Livres Canada Books has published an English-language version of “Territorial rights in the digital age“, a research paper I wrote earlier this year. A French-language version will follow next month.
The report, which Livres Canada Books is offering for C$30, extends work done last year in a companion paper, “Exporting digital books: A guide to best practices“. The rights research, which included a survey of Canadian publishers, was designed to answer several questions, including:
- What are the downsides of territorial rights?
- Do territorial rights as currently managed risk limiting sales?
- Do territorial rights potentially alienate “early adopters” of digital content?
Two things seemed increasingly apparent as I researched the topic and wrote the report. First: the visibility and availability of digital content cuts down on the amount of time available to sell territorial rights.
Tighter windows are driven by consumers, who see digital books published anywhere but are frustrated trying to buy them in territories for which rights have not been cleared.

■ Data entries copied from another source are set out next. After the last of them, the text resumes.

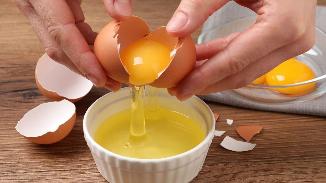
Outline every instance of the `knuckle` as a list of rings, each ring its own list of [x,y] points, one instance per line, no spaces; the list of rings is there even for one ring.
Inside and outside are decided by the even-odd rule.
[[[188,2],[192,6],[198,7],[205,6],[205,2],[203,0],[188,0]]]
[[[24,1],[22,0],[12,0],[12,2],[14,3],[16,7],[22,11],[24,10],[28,10],[31,9],[34,9],[34,7],[32,4],[28,1]]]
[[[22,1],[21,0],[12,0],[12,2],[16,7],[20,6],[21,4]]]
[[[47,29],[50,36],[54,41],[55,43],[60,46],[62,43],[63,38],[62,35],[64,33],[65,30],[67,30],[67,26],[76,26],[74,23],[69,23],[66,24],[56,24],[55,23],[49,22],[47,24]],[[66,31],[66,32],[67,31]]]
[[[209,86],[210,85],[210,84],[208,83],[208,80],[207,79],[207,77],[204,72],[200,69],[200,68],[197,70],[196,71],[197,72],[197,77],[199,78],[200,78],[200,79],[199,80],[200,81],[202,85],[203,86],[203,88],[205,88]]]
[[[302,44],[301,50],[303,53],[305,53],[311,49],[316,41],[316,35],[314,32],[313,34],[309,34],[306,35],[304,38],[304,41],[303,41]]]
[[[60,59],[58,59],[57,53],[55,48],[51,46],[48,46],[45,47],[45,49],[46,54],[50,59],[59,63],[61,63]]]
[[[244,87],[250,84],[250,81],[247,79],[240,79],[235,83],[234,88],[240,88]]]
[[[50,25],[47,28],[48,33],[54,41],[60,45],[61,43],[60,32],[61,28],[58,26]]]
[[[225,52],[229,58],[228,69],[227,73],[228,75],[231,75],[241,71],[246,66],[244,63],[246,62],[243,59],[238,58],[231,53],[227,50]]]

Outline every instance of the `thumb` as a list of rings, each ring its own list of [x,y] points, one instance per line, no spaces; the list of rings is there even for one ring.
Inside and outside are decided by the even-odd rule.
[[[182,0],[167,25],[169,34],[182,37],[198,28],[215,11],[229,0]]]
[[[131,0],[103,0],[107,11],[113,19],[125,20],[132,15]]]

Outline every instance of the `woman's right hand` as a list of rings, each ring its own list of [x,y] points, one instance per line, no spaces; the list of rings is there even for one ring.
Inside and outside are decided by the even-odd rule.
[[[87,23],[82,0],[13,0],[30,22],[49,57],[85,77],[96,86],[118,90],[121,83],[106,75],[93,51],[97,33]],[[123,20],[132,14],[129,0],[103,0],[109,14]]]

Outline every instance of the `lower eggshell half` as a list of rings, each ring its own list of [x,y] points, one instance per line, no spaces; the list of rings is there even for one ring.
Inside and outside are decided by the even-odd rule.
[[[62,96],[60,96],[55,92],[48,90],[42,87],[41,84],[39,83],[39,82],[38,81],[38,79],[37,79],[37,74],[36,74],[36,70],[35,70],[35,81],[36,82],[36,85],[37,86],[37,88],[38,88],[38,90],[41,92],[41,93],[42,93],[42,95],[44,95],[47,98],[51,101],[61,101],[64,99],[66,99],[74,103],[81,100],[84,98],[84,97],[85,97],[84,96],[80,98],[76,98],[76,99],[70,99],[62,97]]]
[[[40,144],[49,144],[58,142],[66,137],[74,126],[76,120],[76,111],[67,122],[61,124],[54,132],[49,132],[38,137],[27,137],[23,136],[31,142]]]

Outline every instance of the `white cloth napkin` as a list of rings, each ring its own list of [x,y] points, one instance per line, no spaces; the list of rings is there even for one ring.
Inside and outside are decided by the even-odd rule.
[[[233,1],[230,1],[208,18],[204,24],[202,31],[235,19],[256,15],[249,9]],[[318,6],[316,25],[324,31],[326,31],[325,19],[326,7]],[[209,38],[210,39],[215,38]],[[245,108],[326,116],[326,94],[309,101],[284,105],[258,102],[248,99],[230,90],[199,97],[204,100]]]

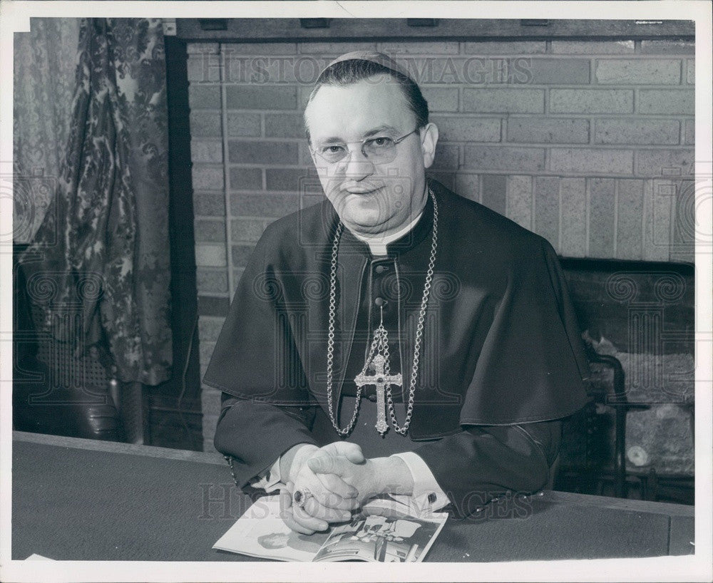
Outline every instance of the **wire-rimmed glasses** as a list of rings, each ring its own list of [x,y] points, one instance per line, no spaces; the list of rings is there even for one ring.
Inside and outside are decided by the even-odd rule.
[[[309,149],[329,164],[336,164],[349,155],[349,150],[347,147],[349,144],[360,143],[361,153],[365,158],[374,164],[383,164],[393,160],[396,155],[396,145],[417,131],[419,131],[418,128],[400,138],[374,135],[356,142],[329,142],[323,145],[317,144],[314,148],[310,144]]]

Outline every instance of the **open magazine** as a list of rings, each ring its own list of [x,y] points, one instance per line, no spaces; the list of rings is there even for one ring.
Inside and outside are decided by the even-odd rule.
[[[414,517],[409,511],[408,506],[391,499],[374,500],[351,522],[308,536],[290,530],[282,522],[278,495],[265,496],[213,548],[277,561],[423,561],[448,514]]]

In my view, not being prepared to meet demand is a factor in extra-territorial piracy.
The second: there are a number of markets in which sales of non-native language digital content make “worldwide” sales a promising possibility. It is unlikely that most English-language books would sell well enough in Germany to justify a local agreement, but sales of digital books (either directly or through e-tailers with a presence in a given market) could realize revenue that would otherwise be lost.
On their own, these two ideas give many publishers reason enough to rethink the future of territorial rights. Local knowledge may still trump direct sales, but the barriers are lower in this digital age.